Local wounded warrior caregiver named 2016 Dole fellow

FREDERICA — Max Poyer enjoys the quiet life. In the warmer months, he loves to be on the water with a fishing pole in hand, teaching his daughter how to cast. At home, he enjoys watching movies on Netfl ix with his wife Beverly who is more than just a wife — she’s also his full time caregiver.

 Beverly Poyer enjoys a rare day out with her husband Max and daughter Brianna.  Special to The Chronicle and The Journal

Beverly Poyer enjoys a rare day out with her husband Max and daughter Brianna. Special to The Chronicle and The Journal

The Army veteran was deployed for more than a year to Afghanistan in 2007; just a few short weeks after their marriage and birth of their daughter, Brianna.
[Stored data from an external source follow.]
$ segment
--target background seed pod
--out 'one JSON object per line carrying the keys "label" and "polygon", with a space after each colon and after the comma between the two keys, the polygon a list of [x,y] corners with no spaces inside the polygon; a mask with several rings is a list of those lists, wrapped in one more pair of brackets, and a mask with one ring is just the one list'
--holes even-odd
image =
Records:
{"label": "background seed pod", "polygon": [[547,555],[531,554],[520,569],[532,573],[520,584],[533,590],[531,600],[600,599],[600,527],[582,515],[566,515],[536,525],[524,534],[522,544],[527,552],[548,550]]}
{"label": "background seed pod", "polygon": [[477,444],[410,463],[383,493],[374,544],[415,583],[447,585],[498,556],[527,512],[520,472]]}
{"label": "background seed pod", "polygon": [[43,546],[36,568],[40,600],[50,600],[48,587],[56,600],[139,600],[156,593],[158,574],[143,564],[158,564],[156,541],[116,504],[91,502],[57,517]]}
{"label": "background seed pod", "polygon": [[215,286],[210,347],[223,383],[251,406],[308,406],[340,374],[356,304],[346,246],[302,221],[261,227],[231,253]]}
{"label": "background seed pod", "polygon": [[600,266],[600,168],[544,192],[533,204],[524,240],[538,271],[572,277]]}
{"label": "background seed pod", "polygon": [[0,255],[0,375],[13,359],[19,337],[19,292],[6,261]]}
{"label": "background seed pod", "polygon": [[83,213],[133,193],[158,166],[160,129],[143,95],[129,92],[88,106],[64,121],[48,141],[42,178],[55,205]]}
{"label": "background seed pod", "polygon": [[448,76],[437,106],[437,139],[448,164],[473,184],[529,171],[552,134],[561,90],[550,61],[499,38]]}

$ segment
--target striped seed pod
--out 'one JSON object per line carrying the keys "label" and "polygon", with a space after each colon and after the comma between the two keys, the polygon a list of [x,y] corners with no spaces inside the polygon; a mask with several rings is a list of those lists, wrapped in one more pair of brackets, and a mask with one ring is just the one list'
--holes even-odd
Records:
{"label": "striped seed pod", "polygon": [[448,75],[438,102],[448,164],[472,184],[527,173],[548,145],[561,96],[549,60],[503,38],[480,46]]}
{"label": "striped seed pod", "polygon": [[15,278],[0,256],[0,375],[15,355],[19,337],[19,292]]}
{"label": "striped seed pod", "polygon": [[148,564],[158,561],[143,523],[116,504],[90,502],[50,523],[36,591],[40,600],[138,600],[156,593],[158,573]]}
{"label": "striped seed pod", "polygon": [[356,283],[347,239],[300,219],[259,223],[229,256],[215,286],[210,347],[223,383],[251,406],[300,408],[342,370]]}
“He had gotten out of the service, but when President Bush came on television asking for a troop surge, Max called and said was going back into the military. He said this was what he was trained to do and his country needed him,” she recalled.

Mr. Poyer returned to the United States with post-traumatic stress and a traumatic brain injury in 2008.

“It wasn’t what I expected because he came home like this. Life literally just started when this all happened,” Ms. Poyer said.

After learning how to care for a veteran suffering from the physical and mental effects of war, Ms. Poyer advocated for fellow wounded warrior families in Delaware and eventually became an intern with Operation Second Chance.

She organizes caregiver gatherings over coffee to offer the wives of wounded soldiers a small break from their role as a caregiver as well as family activities.

The Frederica resident has also been named a 2016 Elizabeth Dole Foundation fellow representing Delaware, one of 30 chosen nationally this year.

Through her new role, she will continue to serve as an advisor and advocate for caregivers and their wounded soldiers, offering support when needed. She will also be asked to speak with legislators and others who can help further advocate for families such as hers.

“There were no programs here whatsoever when we moved to Delaware, it was terrible. It was very diffi cult for me. It’s my desire to make some changes to that and bring some attention to those, there are quite a few, who live here. It took me 18-months to find another family like ours. We can do better,” she said.

As a Dole fellow, Ms. Poyer hopes to bring more awareness to the needs of wounded soldiers and their caregivers to Delaware during her two-year term.

The new Dole fellow said caregivers are often over looked and over worked, needing more help than many realize.

“A lot of caregivers are putting out 70 hours or more a week taking care of our loved ones. There’s very little time to do extra things,” she said.

Ms. Poyer does all of the parenting outside of their home and most of the minor household tasks the average person takes for granted such as grocery shopping and getting the mail from the mail box.

Due to his injuries, Mr. Poyer also has short-term memory loss and suffers from anxiety, which means his wife must be available most of the day to lend a hand when needed.

“This is our first year that he was not a long-term inpatient somewhere. With traumatic brain injury and PTS, there’s both cognitive and medical issues. Driving is even an issue because they’re outside of the home where there can be a lot of stress. A lot of families in Delaware with a wounded soldier are homebound,” she said. To better serve families such as the Poyer’s, the new Dole fellow believes Delaware needs more services for children of wounded soldiers, caregiver support and public awareness that such families do exist in the state.

“We’re still a normal family, but there’s more to it than one would think; especially when there’s invisible injuries. He looks fine, but this is a full-time gig. It’s probably more than full-time actually,” she said.

“We’ve gotten to a place where we’ve accepted it and we’ve adjusted as a family to our new normal. It wasn’t what we expected, but it’s what life had in store for us. Although my husband and I will never work in a normal capacity again due to his injuries and my care giving, we adjust. We’d love to one day own our own business where he can feel like he can engage again as well as giving me something outside of my role as a caregiver. In 10 years, I hope we’re not just surviving this injury, but rather, thriving.”

Just after midnight each night is when Ms. Poyer can finally call it quits. Until 6:15 a.m. the next morning all over again.

“The stories and experiences of our Dole Caregiver Fellows are at the heart of our foundation’s work,” said United States Sen. Elizabeth Dole. “These caregivers contribute critical first-hand perspective and knowledge, and their personal experience serves to strengthen the work of the Foundation and our partners. I am grateful for these individuals who have found it in their hearts to extend themselves beyond the challenges of caregiving to shoulder the responsibility of acting as a voice for their peers, our nation’s hidden heroes.”